Okay, so here’s a deep one: What did you believe about yourself as a child that you no longer believe?
I believed that my ideas, wants, desires, beliefs, and opinions would make others mad and thus be unsafe for me to share. I learned to “go with the flow” and became agreeable in every situation. I was there to be others’ cheerleader, sounding board, and emotional support, but couldn’t have my own spoken opinions or support. I stopped using my voice, but kept my mind strong, so I wasn’t lost in others’ beliefs and opinions. I just didn’t share them with anyone and it definitely played a role in how I participated in the world into my young adulthood. It took a while to unravel those beliefs and start feeling safe enough to express my thoughts…

I don’t believe them now. While I am still practicing using my voice to speak what is in my soul, I also believe that I don’t have to share it with everyone and that I get to choose and neither makes me good or bad. If something I say makes others mad, it is no longer a threat to my well-being and shows me more about their inner world and how they are interpreting me vs it being about me. That belief and unraveling it, helped me to see that we all experience the world through our own nervous system and reflect where we feel safe and not safe. It’s not ever about the actual belief or opinion, but about how safe we feel to be real on the outside. This is one reason I believe so deeply in regulating our nervous system, listening to our body and our emotions, and noticing where our subconscious comes into play in how we experience life- and a big part of why I started GEM for moms.

What did suffering teach you that success never could?
That I can do hard things and always survive. That nothing lasts forever. The good times and the bad times always pass, and there is always a silver lining if we choose to look for it. Suffering is also the greatest teacher in the practice of making a heaven out of hell or a hell out of heaven.

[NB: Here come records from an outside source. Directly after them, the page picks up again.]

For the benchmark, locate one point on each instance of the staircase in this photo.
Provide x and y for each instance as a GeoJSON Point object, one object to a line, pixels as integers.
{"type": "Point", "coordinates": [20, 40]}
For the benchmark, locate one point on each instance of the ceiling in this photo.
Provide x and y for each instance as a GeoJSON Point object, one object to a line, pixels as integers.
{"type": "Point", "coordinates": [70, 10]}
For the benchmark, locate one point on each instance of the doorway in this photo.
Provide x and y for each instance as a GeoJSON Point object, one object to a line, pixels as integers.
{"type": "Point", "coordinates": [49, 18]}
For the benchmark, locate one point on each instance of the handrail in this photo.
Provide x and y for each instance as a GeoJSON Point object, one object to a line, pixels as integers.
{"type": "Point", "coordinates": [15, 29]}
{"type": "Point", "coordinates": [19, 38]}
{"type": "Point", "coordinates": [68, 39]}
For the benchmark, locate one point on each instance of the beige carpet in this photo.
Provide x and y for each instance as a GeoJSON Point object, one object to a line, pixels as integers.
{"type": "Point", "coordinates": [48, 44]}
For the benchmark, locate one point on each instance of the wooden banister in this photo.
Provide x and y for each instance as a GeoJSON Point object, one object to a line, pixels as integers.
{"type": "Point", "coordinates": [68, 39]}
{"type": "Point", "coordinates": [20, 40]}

Next, maybe we can discuss some of your foundational philosophies and views? What truths are so foundational in your life that you rarely articulate them?
That nothing matters- in the most freeing way. and there is no good/bad/right or wrong. There are no problems. Everything just is as it unfolds. The sun always comes up, the seasons always turn, and how you live your life doesn’t really matter. So why not live it in a way that feels alive, because at the end of the day, it doesn’t matter what you did during the day, what you’re stressing about, how well you handle a conversation with a toddler in the middle of a tantrum- it doesn’t even matter how you feel. It’s all a choice and a perception. Feeling is what creates aliveness, though, and joy, peace, and ease definitely feel better than pain, grief, and anger- though none of them are right or wrong, good or bad. Maybe just being there and feeling into what is happening on the inside, and how life unfolds, is where the true magic is. Sometimes we have a smooth, happy day, other days we’re wrestling a toddler to get their socks on. What’s important is how you want to experience things, because that perceived reality is what we feel in life- even though none of it really matters. And that is freeing. If nothing matters, we drop expectations, definitions, and create room for expansion, multiple meanings/possibilities, and choice to create the life we want to live, the life we want to feel, and we get to choose what’s important to us. So in short, nothing really matters, so do what feels nourishing, good, peaceful, joyful, alive, true, and let yourself be sad sometimes too. It’s all good. 🙂

Thank you so much for all of your openness so far. Maybe we can close with a future oriented question. What is the story you hope people tell about you when you’re gone?
I hope people say(especially my children), “She made me feel safe enough to share my wildest desires and deepest secrets. She was an embodiment of love and connection, a warm hug and a good belly laugh. She didn’t take herself seriously and invited me to have fun with life too.”